7. Believing that the Lord’s suffering on the cross was redemption itself is a fundamental error on the part of the church. That error, along with the error about three divine Persons from eternity, has ruined the whole church to the point that there is nothing spiritual left in it anymore. (Continued)

This idea of God and redemption has turned the entire theology from something spiritual into something earthly of the lowest kind. This is because mere earthly characteristics have been attributed to God. Yet everything about the church hinges on its concept of God and its view of redemption (which is the same as its view of salvation). The concept of God and redemption is like a head: every part of the body is connected to it. When the concept is spiritual, everything about the church becomes spiritual; when it is earthly, everything about the church becomes earthly. Because the church’s concept of God and redemption became merely earthly (meaning that it was down on the level of our bodies and senses), all the dogmatic ideas expressed since then by the church’s heads and members have been merely earthly. Further ideas that hatch from these ideas will inevitably be false, because our earthly self constantly opposes our spiritual self; our earthly self sees spiritual things as phantoms and apparitions in the air.

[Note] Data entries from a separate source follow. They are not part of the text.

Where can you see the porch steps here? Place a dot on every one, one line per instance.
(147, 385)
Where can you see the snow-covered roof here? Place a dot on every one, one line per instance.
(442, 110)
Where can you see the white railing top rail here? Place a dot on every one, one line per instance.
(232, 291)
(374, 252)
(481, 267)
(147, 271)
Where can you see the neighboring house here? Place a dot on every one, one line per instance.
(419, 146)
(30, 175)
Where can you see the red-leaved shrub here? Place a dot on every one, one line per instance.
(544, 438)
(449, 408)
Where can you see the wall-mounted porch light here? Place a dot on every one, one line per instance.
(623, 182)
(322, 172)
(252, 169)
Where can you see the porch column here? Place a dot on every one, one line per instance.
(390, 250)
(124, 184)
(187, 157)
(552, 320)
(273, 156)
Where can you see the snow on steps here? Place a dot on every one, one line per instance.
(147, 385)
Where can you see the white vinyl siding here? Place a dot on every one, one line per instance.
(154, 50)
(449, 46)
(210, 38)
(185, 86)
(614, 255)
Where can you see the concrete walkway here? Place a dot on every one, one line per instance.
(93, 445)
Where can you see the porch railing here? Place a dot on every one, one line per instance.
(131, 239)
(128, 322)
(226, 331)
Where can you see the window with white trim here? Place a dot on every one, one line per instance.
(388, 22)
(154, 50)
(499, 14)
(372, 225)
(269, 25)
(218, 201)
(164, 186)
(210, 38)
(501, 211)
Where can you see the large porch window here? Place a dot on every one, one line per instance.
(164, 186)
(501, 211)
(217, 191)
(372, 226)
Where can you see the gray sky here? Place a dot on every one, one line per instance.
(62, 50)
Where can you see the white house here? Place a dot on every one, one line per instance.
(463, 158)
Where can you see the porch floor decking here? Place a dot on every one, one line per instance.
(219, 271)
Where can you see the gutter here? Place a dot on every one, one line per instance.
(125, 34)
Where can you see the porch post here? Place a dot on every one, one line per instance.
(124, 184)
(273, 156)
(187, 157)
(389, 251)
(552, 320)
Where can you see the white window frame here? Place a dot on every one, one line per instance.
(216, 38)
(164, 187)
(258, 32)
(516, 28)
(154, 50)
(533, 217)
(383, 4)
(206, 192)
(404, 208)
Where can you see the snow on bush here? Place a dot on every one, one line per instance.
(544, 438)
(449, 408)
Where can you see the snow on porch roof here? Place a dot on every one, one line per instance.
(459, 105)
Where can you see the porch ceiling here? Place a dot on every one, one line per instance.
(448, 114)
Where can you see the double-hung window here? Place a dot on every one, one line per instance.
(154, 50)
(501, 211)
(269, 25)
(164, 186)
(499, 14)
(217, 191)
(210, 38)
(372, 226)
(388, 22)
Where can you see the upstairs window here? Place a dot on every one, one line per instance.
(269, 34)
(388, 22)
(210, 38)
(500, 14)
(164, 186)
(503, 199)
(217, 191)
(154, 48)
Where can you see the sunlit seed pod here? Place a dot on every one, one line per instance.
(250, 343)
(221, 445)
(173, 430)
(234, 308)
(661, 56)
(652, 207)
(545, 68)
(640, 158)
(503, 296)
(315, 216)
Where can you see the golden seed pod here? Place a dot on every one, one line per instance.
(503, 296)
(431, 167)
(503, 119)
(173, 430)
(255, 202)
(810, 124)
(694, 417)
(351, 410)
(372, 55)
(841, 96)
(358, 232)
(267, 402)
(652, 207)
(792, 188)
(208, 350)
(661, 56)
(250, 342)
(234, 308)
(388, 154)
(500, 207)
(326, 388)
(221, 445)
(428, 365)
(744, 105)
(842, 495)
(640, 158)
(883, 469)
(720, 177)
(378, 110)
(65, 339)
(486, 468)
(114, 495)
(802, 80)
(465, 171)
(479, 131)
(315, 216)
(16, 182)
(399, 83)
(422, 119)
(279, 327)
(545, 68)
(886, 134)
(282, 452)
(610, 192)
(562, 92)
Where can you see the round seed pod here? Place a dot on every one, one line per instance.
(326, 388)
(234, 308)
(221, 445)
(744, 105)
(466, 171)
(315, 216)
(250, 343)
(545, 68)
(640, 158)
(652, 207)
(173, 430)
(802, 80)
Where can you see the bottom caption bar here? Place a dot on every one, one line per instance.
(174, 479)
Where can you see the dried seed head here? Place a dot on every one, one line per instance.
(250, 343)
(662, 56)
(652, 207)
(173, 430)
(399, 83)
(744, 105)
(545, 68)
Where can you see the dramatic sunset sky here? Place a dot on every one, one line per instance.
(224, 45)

This materialistic idea of redemption and of God has allowed thieves and robbers, so to speak (John 10:1, 8, 9), to take over the roads that lead in the direction of heaven and the Lord God the Savior. The main doors have been torn off the churches and now dragons, screech owls, wild beasts of the desert, and jackals have come in and are singing together out of tune.

This idea of redemption and God has been injected into the modern-day belief about prayer, as we know. We are supposed to ask God the Father to forgive our offenses for the sake of the cross and his Son’s blood; we are supposed to ask God the Son to pray and intercede for us; and we are supposed to ask God the Holy Spirit to justify us and sanctify us. Is this any different from praying to three gods, one after the other? Under this system, what differentiates divine governance from an aristocratic or hierarchical government? Or even the triumvirate that once occurred in Rome? Instead of a “triumvirate,” this should be called a “triumpersonate.”

Under this belief, it would be easy for the Devil to “divide and conquer,” as the saying goes—that is, to cause a division of minds and incite rebel movements, now against one god, now against another (as people have been doing since the time of Arius up to the present). The Devil would then be able to dethrone the Lord God the Savior, who has all power in heaven and on earth (Matthew 28:18), put some puppet of his own there, and either redirect worship to the puppet or reduce the amount of worship to both.